Likability is now a very social factor, and it has external influences that increase and decrease its potential. When a child is born, they are told to cater to their environment in a way that makes them much more likable to the people around them. They are able to conform to their external needs and make sure they do not do something that might make people dislike them. They might speak politely, smile more, or simply just change themselves for their external validation.

Asma Jan Muhammad, the author of Reflections, bases emphasis on how a woman’s likeability decreases when they do not conform to the societal expectations that surround them. They are discouraged when taking leadership roles. Once a woman decides to make choices for themselves, it becomes a societal issue where almost every passerby has an opinion on her choices. The more she moves away from her conventional image, people tend to increase their opinion on the subject of relativity. This book helps a person understand multiple perspectives which are often sidelined and disregarded in society. Things such as optimism biases, greed, empathy, letting go, and various others. She has been able to analyze her perspective, form an opinion from scratch, and write down things that challenged her presumptions. This book is a great way to learn how certain aspects of ourselves may be liked by society, and some might go out of this small sphere of existence.

There are multiple things that alter our likeability in society, such as:

Physical Appearance

External appearance can impact likeability. Research has shown that individuals who are conventionally attractive tend to be perceived as more likable. Facial attractiveness, grooming, and body language can all influence how others perceive and respond to an individual.

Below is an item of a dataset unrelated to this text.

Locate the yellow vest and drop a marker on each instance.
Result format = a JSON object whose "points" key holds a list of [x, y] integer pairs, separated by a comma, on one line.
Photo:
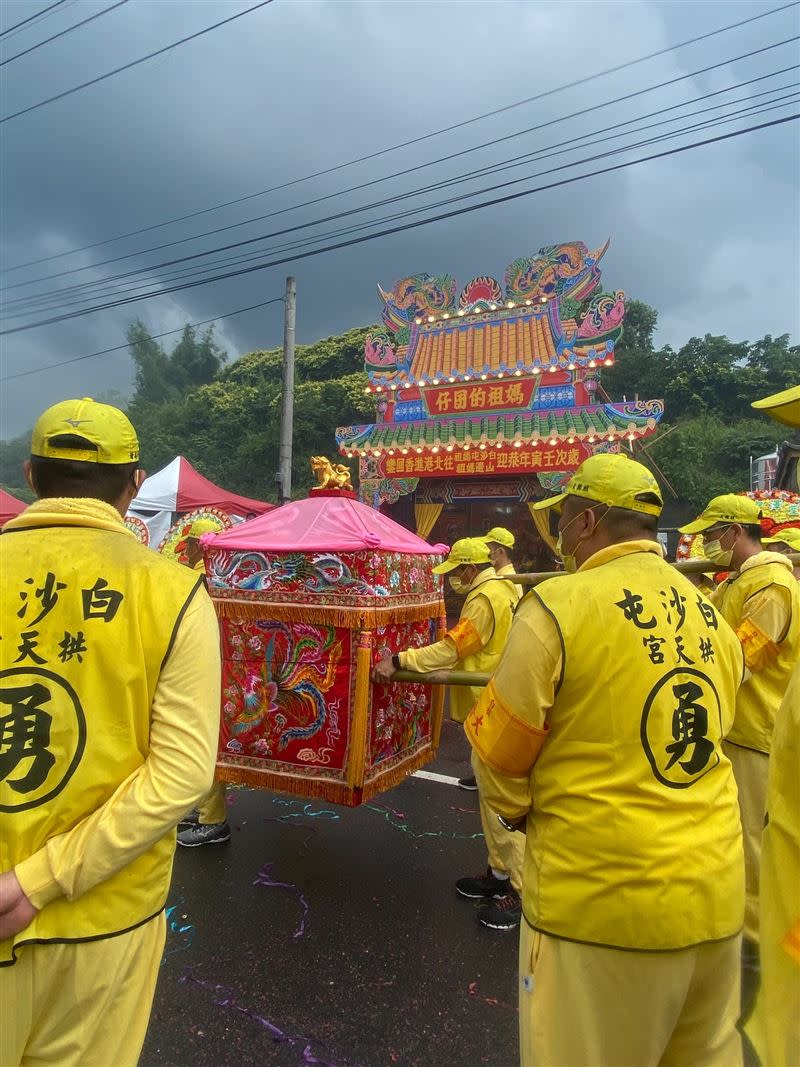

Verbal and Nonverbal Communication

The way individuals communicate through their words, tone of voice, and body language can affect their likeability. Effective communication skills, such as active listening, empathy, and positive nonverbal cues (e.g., smiling and maintaining eye contact), can enhance likeability.

Social Skills and Behavior

How individuals interact with others and demonstrate social skills can influence likeability. People who display kindness, warmth, respect, and good manners tend to be viewed as more likable. Conversely, behaviors such as rudeness, aggression, or selfishness can negatively impact likeability.

Reputation and Social Proof

Likeability can be influenced by a person’s reputation or how others perceive them. Positive recommendations, testimonials, or feedback from others can enhance likeability. Similarly, if someone is seen as well-liked by their peers or has a strong social network, it can positively influence perceptions of their likeability.

Media and Popularity

External sources such as media, advertising, and social media platforms can shape perceptions of likeability. Celebrity endorsements, social media influencers, and the portrayal of certain qualities or lifestyles in media can impact how individuals are perceived and deemed likeable.

Context and Situational Factors

Likeability can also be influenced by the specific context or situation. Factors such as shared interests, common goals, or being part of a particular group can affect how likable someone is perceived to be in a given setting.

Likeability is a subjective matter and should be a factor that forces a person to change themselves for the people around them. They should be willing to accept themselves the way they are and try their best to stay authentic and beautiful.